甲州光沢山青松院

  涅槃会(ねはんえ) 

平成18年2月号


時に大地は震え、空に つづみ 鳴り、 沙羅しゃら の花は雨のように降り注いだ
(涅槃経)

  毎年2月15日は涅槃会(ねはんえ)です。全国各地区の寺院ではお釈迦様が入滅される涅槃図をかけ、観賞し、お釈迦様のご生涯や教えをしのびます。青松院でも併設の山宮保育園の園児たちが、お釈迦様が入滅される絵を鑑賞します。人間だけでなく、いろんな動物を目にすることができ、子どもたちは大喜びです。山川草木悉皆成仏、一切衆生悉有仏性。極悪非道の人もいるし、いろんな事件も起こる私たちの社会です。しかし、生きとし生けるもの、あらゆるものに仏性が宿るという涅槃経の教えはとても大切です。理想を失わないで世の中を渡っていきたいものです。

  共生(きょうせい、或いはともいき)ということがよく言われますが、臨終にあたりじつに多くの方々がお釈迦様の周りを取り囲みます。釈尊と行動をともにしたお弟子さまや在家の方々、なんと動物たちまでもが釈尊の死を嘆き悲しみます。死もまた共に体験するのです。

  お釈迦様は29歳で出家をし、35歳で悟りを開かれ(成道=じょうどう)、以後亡くなられる80歳まで行脚をし法を説かれました。その日も御説法をなされ、感動したチュンダという鍛冶工の子が調理をしたキノコを食されましたが、あいにく中毒を起こして、それがもとで死因につながります。

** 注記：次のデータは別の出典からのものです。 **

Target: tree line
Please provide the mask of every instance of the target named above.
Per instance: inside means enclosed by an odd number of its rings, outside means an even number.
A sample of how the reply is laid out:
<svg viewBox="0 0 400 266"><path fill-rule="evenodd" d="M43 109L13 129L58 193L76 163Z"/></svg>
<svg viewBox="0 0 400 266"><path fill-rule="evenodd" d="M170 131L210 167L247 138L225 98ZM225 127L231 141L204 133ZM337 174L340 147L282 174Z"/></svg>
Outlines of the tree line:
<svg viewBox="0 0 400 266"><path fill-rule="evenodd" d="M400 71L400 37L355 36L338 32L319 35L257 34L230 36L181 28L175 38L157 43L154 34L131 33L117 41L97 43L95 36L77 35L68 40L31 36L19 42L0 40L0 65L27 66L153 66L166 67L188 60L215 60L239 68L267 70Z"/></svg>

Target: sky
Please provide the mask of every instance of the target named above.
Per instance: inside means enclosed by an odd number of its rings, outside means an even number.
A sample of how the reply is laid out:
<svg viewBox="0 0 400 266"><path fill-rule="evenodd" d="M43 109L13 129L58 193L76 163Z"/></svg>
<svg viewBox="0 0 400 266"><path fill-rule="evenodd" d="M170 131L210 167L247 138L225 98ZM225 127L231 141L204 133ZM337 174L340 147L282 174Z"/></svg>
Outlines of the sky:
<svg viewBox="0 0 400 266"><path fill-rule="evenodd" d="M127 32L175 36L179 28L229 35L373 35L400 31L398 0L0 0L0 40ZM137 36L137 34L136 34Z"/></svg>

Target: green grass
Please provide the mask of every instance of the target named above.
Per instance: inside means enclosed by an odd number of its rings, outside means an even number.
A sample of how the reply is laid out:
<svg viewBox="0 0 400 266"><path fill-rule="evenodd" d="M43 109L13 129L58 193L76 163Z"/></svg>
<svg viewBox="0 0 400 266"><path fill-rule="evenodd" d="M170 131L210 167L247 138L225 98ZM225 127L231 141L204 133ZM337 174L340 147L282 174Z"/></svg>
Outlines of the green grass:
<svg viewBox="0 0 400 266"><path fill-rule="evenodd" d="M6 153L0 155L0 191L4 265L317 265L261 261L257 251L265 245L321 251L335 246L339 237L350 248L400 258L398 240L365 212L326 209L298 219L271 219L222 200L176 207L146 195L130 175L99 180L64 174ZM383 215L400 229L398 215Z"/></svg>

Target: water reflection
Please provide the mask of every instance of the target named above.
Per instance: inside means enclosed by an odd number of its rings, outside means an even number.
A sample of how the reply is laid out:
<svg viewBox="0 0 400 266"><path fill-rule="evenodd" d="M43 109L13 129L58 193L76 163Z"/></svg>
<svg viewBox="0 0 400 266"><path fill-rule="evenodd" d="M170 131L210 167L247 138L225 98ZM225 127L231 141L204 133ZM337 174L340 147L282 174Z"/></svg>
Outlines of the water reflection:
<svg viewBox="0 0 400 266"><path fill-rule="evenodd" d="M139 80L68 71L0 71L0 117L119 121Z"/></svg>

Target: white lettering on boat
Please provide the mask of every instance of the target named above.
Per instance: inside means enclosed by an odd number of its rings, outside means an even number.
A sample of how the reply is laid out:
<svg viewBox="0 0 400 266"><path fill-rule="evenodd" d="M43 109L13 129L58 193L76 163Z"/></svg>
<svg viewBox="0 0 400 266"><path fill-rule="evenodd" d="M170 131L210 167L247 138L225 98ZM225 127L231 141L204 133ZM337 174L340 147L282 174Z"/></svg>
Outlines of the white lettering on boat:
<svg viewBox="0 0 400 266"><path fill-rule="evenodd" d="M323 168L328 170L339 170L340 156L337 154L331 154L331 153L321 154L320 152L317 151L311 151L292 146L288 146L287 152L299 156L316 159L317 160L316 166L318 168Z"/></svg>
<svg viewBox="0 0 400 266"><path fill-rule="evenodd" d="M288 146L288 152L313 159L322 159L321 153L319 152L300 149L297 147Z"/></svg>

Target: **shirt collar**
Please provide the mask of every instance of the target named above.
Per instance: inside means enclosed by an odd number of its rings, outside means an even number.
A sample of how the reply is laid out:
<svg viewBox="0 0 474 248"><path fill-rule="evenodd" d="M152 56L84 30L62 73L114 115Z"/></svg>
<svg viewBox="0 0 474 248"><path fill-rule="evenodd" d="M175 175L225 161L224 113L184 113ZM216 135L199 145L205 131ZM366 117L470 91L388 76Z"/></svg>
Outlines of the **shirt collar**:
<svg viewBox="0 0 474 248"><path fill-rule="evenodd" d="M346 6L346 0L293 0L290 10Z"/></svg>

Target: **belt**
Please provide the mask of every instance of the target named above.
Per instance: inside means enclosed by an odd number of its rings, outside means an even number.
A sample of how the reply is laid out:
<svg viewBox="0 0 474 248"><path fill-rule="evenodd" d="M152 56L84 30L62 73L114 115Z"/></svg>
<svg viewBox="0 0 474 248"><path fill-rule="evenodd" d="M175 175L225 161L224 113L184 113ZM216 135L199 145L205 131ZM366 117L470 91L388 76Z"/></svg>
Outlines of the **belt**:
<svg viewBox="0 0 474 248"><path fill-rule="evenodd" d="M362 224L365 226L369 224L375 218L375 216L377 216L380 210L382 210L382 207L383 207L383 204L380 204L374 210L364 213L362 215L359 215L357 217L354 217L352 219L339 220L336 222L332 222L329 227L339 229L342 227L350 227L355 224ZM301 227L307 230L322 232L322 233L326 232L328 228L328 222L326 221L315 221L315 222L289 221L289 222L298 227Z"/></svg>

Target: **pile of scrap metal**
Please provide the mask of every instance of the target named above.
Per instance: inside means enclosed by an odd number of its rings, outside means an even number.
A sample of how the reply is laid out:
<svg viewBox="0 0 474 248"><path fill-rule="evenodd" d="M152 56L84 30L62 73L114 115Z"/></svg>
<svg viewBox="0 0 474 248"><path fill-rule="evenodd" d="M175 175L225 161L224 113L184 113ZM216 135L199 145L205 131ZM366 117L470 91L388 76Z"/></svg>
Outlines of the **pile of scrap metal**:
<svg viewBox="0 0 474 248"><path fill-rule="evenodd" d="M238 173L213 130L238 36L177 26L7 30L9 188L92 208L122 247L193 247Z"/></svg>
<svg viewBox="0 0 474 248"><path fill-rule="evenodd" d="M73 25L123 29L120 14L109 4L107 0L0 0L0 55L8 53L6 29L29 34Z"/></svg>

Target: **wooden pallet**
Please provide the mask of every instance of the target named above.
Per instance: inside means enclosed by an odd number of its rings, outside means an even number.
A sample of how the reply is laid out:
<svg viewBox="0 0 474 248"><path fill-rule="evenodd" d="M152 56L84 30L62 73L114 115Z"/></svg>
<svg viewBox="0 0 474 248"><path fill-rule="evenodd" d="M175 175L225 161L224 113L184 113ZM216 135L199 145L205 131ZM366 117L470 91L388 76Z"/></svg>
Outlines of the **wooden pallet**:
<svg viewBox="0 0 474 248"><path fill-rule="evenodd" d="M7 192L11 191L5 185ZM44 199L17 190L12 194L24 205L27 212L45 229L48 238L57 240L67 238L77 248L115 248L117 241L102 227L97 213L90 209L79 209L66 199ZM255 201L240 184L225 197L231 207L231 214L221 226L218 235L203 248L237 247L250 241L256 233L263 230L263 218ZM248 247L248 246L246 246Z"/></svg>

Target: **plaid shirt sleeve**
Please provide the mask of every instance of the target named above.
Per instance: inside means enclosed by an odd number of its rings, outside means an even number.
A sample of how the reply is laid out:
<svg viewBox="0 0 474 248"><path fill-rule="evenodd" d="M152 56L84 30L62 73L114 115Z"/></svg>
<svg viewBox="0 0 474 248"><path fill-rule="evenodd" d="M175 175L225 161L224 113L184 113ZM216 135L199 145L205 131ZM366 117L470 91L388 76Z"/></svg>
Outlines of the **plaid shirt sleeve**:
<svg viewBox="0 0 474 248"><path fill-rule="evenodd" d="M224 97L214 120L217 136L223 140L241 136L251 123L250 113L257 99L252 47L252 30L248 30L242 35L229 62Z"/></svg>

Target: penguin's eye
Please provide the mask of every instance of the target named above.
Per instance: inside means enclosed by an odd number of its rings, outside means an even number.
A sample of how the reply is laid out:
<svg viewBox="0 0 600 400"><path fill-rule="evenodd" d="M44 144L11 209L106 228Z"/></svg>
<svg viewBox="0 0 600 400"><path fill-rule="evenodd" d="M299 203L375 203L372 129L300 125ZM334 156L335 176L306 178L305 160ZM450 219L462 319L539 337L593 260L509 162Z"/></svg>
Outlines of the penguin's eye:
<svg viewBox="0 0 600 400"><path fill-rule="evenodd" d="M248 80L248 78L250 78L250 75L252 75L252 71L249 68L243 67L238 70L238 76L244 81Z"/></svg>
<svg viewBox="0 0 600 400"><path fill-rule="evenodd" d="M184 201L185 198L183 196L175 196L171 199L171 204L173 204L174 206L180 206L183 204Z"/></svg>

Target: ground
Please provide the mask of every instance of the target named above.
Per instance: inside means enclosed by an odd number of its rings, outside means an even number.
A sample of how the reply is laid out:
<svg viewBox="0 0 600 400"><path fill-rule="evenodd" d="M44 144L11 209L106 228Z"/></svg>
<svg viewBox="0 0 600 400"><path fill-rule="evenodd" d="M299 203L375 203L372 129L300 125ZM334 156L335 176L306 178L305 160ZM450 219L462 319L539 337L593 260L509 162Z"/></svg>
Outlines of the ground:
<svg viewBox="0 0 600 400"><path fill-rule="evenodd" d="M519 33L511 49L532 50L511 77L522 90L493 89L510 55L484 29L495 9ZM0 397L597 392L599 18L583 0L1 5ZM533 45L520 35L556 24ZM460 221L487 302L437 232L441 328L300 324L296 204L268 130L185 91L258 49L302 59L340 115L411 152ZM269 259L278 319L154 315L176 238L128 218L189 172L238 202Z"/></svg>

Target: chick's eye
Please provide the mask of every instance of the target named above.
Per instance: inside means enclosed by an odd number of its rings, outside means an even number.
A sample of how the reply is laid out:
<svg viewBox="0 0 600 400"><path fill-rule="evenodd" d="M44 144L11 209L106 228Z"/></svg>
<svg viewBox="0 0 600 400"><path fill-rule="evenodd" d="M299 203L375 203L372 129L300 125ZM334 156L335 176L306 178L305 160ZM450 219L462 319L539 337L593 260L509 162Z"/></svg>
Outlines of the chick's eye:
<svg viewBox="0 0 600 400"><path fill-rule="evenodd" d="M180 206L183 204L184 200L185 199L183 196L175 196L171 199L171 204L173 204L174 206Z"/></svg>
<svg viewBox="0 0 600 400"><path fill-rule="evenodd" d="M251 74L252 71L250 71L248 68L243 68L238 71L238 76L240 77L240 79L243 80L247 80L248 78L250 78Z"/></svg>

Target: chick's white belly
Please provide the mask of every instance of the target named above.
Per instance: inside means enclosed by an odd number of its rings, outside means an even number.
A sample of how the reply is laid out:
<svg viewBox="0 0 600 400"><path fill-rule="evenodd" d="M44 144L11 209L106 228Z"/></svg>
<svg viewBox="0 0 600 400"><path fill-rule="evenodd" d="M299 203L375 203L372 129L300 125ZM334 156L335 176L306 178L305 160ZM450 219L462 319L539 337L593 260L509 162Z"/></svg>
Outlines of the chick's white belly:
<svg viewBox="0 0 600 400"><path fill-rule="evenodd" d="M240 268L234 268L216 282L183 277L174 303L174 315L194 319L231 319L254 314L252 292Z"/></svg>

  なんていうことをしたのかと嘆き悲しむチュンダに、お釈迦様はいたわりの声をかけられます。 「チュンダよ、嘆いてはいけない。私が昔苦行をして身体がやせ衰えていたとき、スジャータという少女が乳粥を施してくれた。そのおかげで私は元気になり、さとりを開くことができた。今入滅にあたり、チュンダは私に食事を供養してくれた。この二人の供養の功徳は等しくまた大きい。人は何故死ぬのか。生まれてきたから死ぬのである。お前の調理した食事で死ぬのではない。生まれてきたから私は死ぬのである。」

  そして最後に「世は無常なり。そなたたちも怠ることなく精進するように。」といって入滅されたのでした。